Auch im Schulunterricht propagierten die Nazis ihr jüdisches Feindbild. In jeder Schule gab es einen sogenannten Rasseatlas. Dieser enthielt 30 großformatige Bildtafeln mit bildlichen Gegenüberstellungen von Ariern und Juden. Darunter standen Sätze wie "Aus diesem Gesicht spricht die Seele der Rasse."

Am Ende der Schulzeit sollte jeder Schüler glauben, die Juden stellten eine Bedrohung für das deutsche Volk dar.

Antisemitismus war gesetzlich vorgeschrieben

Um das Volk vor der angeblichen Bedrohung durch die Juden zu schützen, erließen die Nazis mehr als 2000 antijüdische Gesetze. Zu den wichtigsten zählten die sogenannten Nürnberger Gesetze. Sie traten am 15. September 1935 Kraft.

Mehrere Mensch stehen vor dem zerstörten Schaufenster eines Geschäftes. Im Hintergrund ist ein Hakenkreuz zu sehen.

1938: Passanten betrachten ein zerstörtes jüdisches Geschäft

Durch die Nürnberger Gesetze war es Ariern und Juden unter anderem verboten zu heiraten. Deutsche Brautpaare mussten einen Ahnenpass vorlegen. Diesen erhielten sie nur, wenn sie ihre arische Abstammung nachweisen konnten.

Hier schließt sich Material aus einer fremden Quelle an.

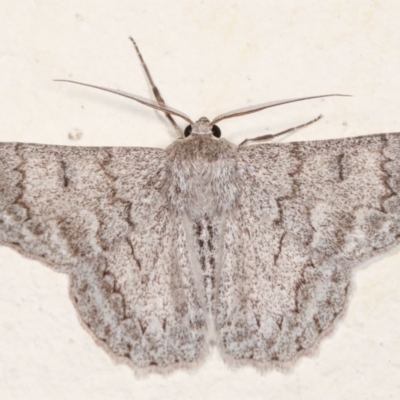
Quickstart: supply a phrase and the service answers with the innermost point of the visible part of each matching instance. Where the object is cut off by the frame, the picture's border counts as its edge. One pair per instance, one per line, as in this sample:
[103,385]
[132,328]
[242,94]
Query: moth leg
[154,88]
[269,137]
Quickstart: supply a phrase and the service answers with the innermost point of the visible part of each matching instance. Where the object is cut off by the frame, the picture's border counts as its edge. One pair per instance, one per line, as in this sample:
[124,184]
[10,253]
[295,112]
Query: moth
[249,248]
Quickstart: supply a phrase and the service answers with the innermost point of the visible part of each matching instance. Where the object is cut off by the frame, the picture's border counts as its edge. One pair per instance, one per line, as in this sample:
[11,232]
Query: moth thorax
[203,176]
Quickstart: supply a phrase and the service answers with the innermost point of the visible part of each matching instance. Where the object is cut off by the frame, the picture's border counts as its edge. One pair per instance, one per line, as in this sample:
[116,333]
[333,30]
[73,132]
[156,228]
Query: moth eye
[216,131]
[188,131]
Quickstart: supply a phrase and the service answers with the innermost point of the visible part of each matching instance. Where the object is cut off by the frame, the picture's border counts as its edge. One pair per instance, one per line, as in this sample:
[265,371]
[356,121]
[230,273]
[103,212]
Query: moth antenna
[154,88]
[140,99]
[259,107]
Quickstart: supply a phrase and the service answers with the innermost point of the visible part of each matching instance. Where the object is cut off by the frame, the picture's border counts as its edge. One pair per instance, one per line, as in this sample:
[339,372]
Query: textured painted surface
[206,58]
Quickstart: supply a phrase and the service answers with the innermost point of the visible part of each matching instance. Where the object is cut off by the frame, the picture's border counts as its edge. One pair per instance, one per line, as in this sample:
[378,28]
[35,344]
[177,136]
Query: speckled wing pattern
[98,215]
[171,251]
[308,212]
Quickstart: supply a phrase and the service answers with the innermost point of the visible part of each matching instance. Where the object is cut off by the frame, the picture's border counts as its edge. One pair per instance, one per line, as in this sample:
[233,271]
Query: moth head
[203,127]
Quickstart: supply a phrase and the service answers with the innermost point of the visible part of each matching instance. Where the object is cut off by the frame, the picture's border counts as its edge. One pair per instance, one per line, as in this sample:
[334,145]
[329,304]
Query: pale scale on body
[249,248]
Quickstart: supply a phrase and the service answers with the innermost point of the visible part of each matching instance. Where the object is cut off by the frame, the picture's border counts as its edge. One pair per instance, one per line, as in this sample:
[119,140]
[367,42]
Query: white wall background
[207,57]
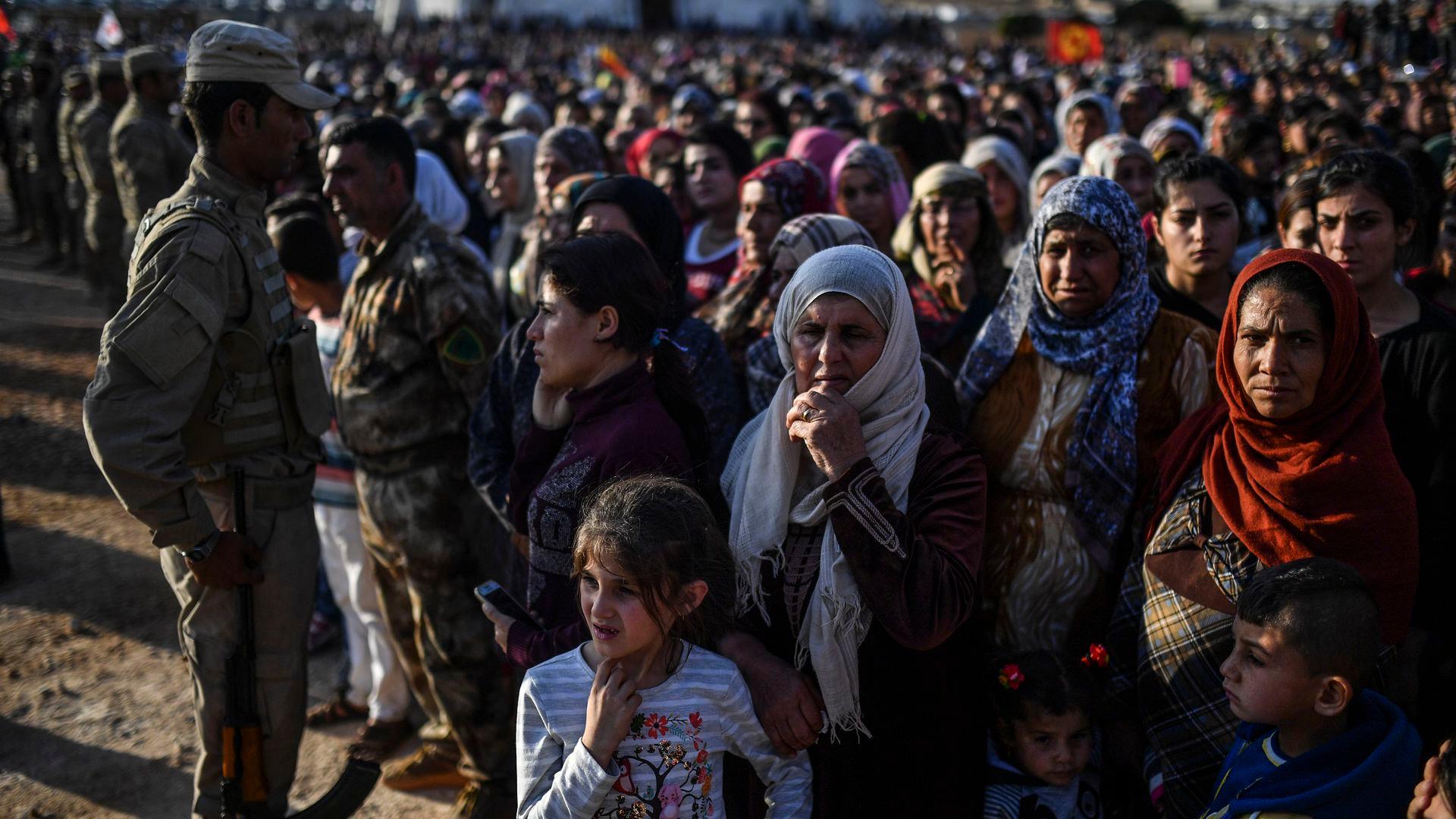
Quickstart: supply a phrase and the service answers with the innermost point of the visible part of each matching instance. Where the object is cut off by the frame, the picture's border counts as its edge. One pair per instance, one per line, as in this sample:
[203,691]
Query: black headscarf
[654,219]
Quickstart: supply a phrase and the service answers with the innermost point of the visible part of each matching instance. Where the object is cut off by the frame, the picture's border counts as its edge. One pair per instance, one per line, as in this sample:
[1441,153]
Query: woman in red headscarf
[1293,463]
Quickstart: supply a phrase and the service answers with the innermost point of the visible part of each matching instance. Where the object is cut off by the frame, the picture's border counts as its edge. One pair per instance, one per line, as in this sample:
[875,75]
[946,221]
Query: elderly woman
[856,525]
[1293,461]
[1125,161]
[1074,384]
[868,187]
[561,152]
[1008,181]
[769,196]
[949,241]
[1082,118]
[1171,137]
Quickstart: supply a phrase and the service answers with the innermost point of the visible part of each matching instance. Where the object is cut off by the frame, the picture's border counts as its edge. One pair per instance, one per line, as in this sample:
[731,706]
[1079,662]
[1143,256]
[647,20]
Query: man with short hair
[419,328]
[77,93]
[206,373]
[42,161]
[147,155]
[102,223]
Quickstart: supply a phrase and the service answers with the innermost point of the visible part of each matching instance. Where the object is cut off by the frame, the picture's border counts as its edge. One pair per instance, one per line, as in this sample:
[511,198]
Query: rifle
[245,790]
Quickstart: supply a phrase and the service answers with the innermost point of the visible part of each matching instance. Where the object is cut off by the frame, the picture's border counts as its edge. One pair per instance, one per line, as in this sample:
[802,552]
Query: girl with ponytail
[613,398]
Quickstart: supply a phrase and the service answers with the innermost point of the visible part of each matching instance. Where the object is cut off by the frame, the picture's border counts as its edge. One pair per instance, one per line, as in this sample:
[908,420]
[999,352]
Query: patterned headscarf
[792,183]
[576,145]
[881,164]
[644,143]
[1164,127]
[1101,469]
[1104,153]
[819,146]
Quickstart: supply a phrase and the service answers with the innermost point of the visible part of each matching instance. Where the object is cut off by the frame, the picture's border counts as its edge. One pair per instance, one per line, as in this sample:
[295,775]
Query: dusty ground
[95,703]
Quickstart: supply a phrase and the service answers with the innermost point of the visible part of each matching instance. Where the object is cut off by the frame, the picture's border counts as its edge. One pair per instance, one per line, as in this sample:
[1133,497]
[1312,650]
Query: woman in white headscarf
[509,165]
[1003,167]
[856,526]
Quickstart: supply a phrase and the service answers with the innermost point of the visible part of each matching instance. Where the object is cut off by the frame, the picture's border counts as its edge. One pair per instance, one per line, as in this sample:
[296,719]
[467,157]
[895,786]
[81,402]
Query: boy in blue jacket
[1312,741]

In den kommenden Jahren radikalisierten die Nazis ihre Rassenlehre zusehends. Sie zerstörten jüdische Geschäfte und nahmen wahllose Verhaftungen vor. Zudem veranlassten sie die Abschiebung von etwa 17.000 polnischstämmigen Juden aus dem neu angeschlossenen Österreich.

Die Reichspogromnacht stellte den vorläufigen Höhepunkt des gesetzlich verordneten Antisemitismus dar. Sie fand in der Nacht vom 9. auf den 10. November 1938 statt. Im Auftrag Hitlers steckten die Nazis zahlreiche Synagogen in Brand und verschleppten ungefähr 26.000 jüdische Männer in Konzentrationslager.

Die meisten kamen bis Anfang 1939 wieder frei – teilweise, weil sie zustimmten, Deutschland zu verlassen, teilweise, weil sie ihren Besitz überschrieben. Über 500 der sogenannten "Aktionsjuden" überlebten die Strapazen des Konzentrationslagers nicht.

In den darauffolgenden Monaten reduzierten sich die Rechte der Juden auf ein Minimum. Sie durften keine praktischen Berufe mehr ausüben. Es war ihnen auch untersagt, öffentliche Schulen zu besuchen. Die Nazis errichteten extra Juden-Parkbänke und verhangen Restaurantverbote.

Am Ende der nationalsozialistischen Rassenlehre stand die sogenannte Endlösung der Juden-Frage. Hiermit war der Massenmord an mehr als fünf Millionen Juden gemeint.

Nicht nur Juden sollten vernichtet werden

Der Rassenwahn der Nazis bezog sich nicht nur auf Juden. Auch Kranke und Menschen mit Behinderung stellten für sie eine Bedrohung dar. Diese werteten ihrer Meinung nach die Qualität der arischen Rasse ab und verhinderten so eine Höherentwicklung der Menschheit. Daher müssten auch sie vernichtet werden.

Eine der ersten Aktionen zur sogenannten Erb- und Rassenpflege war die zwangsweise Sterilisierung von erblich vorbelasteten Personen. Ein entsprechendes Gesetz trat am 14.7.1933 in Kraft. Es sollte das Blut der arischen Rasse von unerwünschten Einflüssen wie Krankheiten oder Behinderungen rein halten.

Die Erb- und Rassenpflege gipfelte in einem Projekt zur Massentötung. Es fand unter dem Decknamen "Aktion T4" statt. Die Nazis transportierten Kranke und Menschen mit Behinderung in spezielle Tötungsanstalten. Dort ermordeten sie diese mit Giftspritzen oder durch Vergasung.